LW: In your dual role as a clinician-scientist, what do you enjoy most?
AS: You end up with the best of both worlds. There’s the aspect of patient care — when you’re treating leukemia, it is a very devastating disease, and there’s an opportunity to make an impact and contribution on a very personal level. And one balances that with the lab-based career where one tries to be a part of advancing therapeutics, but on a much bigger level. What’s also nice is to be able to translate the findings from the lab into the clinic and to really try to address some of the problems that patients are experiencing.
LW: In your career, what has given the most satisfaction thus far?

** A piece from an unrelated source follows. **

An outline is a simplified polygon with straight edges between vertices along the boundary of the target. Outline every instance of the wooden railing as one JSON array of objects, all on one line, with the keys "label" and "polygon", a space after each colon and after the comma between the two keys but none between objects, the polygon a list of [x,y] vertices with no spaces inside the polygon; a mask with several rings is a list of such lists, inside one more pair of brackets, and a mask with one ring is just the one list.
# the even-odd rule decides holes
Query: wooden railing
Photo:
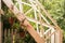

AS: Every so often, we’ll have a patient that’s enrolled in one of our phase 1 studies where nothing else has worked, and they’re enrolled in a phase 1 agent where the expectations of success are low. And yet, that patient will enter remission and that’s really what validates all that one is doing. So, the reason one is a clinician-scientist, caring for patients and advancing the latest therapies to them, and recognizing that that therapeutic the patient ultimately got was the combination of work, not just in our lab, but in labs everywhere. This is why we are doing this – whether it was the drug that I made or that someone else had made – the idea that it’s all building, and it’s those moments where you say, “this is what it’s all about.”